Astonishingly, rather than joining Lee to prevent the coming jihad against believers, a dozen Republican senators have approved a provision that is not only an illusory protection of religious liberty, but is itself an assault on religious liberty.

It would hold “nonprofit religious organizations” harmless for declining to participate in the “solemnization or celebration” of a same-sex marriage. This aids and abets the secular Left’s decades-long campaign to rewrite the First Amendment. For those many Republicans who appear to have forgotten, this constitutional guarantee provides that “Congress shall make no law . . . prohibiting the free exercise [of religion].” That is, it makes religious liberty an individual right. The right is not limited to formal organizations that self-identify as religious. It belongs to every one of us. Explicitly, it is a prohibition on Congress — meaning it is not our burden to defend our beliefs; lawmakers are forbidden to infringe them. Yet such infringement is what catalyzes the Respect for Marriage Act.

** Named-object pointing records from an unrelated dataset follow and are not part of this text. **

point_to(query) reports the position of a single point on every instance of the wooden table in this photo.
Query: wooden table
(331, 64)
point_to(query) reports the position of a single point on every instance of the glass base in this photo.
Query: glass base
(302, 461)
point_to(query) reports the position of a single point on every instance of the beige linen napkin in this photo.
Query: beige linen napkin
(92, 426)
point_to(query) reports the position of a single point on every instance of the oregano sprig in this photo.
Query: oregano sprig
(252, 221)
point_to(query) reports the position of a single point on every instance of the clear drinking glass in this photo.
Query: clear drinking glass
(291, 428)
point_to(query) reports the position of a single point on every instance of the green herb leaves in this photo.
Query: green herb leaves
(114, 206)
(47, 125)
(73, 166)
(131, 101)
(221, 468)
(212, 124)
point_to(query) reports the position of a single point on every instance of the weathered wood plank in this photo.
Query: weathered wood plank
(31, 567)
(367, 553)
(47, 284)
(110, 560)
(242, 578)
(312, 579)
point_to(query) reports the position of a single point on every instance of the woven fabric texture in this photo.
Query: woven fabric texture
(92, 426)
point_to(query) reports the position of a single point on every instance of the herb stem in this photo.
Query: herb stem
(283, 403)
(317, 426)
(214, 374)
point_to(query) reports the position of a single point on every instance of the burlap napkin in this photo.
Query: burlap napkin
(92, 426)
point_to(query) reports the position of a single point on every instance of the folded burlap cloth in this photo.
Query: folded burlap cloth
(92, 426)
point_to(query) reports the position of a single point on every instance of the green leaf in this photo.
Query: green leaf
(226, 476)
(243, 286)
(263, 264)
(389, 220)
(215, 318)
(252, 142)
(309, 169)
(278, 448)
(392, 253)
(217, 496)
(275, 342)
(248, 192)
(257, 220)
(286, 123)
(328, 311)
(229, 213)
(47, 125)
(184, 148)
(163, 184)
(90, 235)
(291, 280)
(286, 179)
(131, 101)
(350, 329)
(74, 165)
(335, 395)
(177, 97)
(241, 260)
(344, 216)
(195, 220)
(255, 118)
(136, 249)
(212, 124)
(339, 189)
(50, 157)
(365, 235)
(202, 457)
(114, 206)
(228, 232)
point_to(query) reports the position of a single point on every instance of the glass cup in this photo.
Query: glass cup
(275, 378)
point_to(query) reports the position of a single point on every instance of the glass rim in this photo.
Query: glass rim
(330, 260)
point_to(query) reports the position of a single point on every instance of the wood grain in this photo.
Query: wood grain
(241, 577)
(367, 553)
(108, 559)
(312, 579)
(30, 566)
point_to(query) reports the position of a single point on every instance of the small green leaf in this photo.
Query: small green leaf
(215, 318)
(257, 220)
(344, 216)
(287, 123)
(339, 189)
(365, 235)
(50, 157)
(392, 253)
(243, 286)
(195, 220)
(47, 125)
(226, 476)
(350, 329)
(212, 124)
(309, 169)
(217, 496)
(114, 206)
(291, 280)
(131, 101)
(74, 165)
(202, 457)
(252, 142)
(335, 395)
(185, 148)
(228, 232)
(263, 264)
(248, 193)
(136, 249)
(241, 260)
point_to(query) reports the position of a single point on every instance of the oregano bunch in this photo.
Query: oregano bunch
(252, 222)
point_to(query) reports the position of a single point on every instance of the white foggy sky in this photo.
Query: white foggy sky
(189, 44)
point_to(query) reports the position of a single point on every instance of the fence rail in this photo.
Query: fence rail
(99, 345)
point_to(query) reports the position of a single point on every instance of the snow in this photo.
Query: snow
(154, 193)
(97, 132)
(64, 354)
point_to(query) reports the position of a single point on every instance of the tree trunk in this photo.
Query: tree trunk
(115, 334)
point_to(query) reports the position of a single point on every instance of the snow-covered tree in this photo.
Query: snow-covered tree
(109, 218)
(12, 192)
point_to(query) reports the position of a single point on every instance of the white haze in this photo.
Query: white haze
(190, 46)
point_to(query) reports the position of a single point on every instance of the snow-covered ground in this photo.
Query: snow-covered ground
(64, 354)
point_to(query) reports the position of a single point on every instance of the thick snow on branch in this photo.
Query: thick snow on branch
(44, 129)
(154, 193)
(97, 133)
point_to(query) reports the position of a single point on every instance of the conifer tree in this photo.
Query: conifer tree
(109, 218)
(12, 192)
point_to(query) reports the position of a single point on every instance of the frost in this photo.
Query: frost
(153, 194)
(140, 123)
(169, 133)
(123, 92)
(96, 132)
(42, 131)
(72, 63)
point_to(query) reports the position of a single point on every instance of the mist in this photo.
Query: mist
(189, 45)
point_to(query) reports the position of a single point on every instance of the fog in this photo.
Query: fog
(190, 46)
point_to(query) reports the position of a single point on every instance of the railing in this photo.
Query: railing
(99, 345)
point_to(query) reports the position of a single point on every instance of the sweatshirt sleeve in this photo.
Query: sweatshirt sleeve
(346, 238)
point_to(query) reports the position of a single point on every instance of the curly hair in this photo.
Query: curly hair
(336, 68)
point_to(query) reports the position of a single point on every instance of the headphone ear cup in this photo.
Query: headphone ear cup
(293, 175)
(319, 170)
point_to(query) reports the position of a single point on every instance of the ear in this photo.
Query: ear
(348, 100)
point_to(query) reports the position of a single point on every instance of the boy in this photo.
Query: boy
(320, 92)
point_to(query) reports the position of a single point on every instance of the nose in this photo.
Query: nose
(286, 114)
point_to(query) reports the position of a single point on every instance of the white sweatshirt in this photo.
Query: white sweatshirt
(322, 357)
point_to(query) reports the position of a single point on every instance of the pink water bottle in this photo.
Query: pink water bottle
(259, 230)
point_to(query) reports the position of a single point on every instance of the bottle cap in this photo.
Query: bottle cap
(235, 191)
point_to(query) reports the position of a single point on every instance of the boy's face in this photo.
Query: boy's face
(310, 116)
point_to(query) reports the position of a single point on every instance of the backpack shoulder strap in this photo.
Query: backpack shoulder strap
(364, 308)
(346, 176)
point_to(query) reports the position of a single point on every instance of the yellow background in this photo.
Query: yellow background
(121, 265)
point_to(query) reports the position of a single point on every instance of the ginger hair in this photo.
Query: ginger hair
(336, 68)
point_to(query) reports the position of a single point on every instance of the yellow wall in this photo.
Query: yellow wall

Principally, moreover, the Left’s attacks in this regard are neither directed at such religious entities as churches, synagogues, and mosques, nor limited to the “solemnization” of same-sex marriage (i.e., participation in the formal ceremony). They are exploitations of government power against individual believers — mainly small-business operators who decline to violate their consciences in the promotion of gay marriage. And to the extent that secular progressives target faith-based institutions, it is to undermine their capacity to deliver such crucial social services as adoption, foster care, and medical treatment.

The Respect for Marriage Act ought to be rebranded the Annihilation of Religious Liberty Act. If you are a Republican (or anyone else for that matter) and you support this legislation, that is what you are supporting. And when you come pleading for our support, we should never forget.

I would be more than willing to set aside my reservations about same-sex marriage in deference to same-sex couples’ passionate desire to enshrine in legitimate statutory law the assurance that they enjoy the same tax, inheritance, and other legal benefits enjoyed by married couples. If our society had simply decided to confer on such same-sex couples the civil-law status of marriage, I would withdraw my objection and live contentedly with that outcome, as we agree to do in a diverse republic once democratic procedures have been observed.

That is not what the Respect for Marriage Act is about. It is, instead, a scheme to use the legal system — in all its steep burdens, prohibitive expense, and drawn-out anxiety — against religious believers. It is just another progressive artifice to make the process the penalty.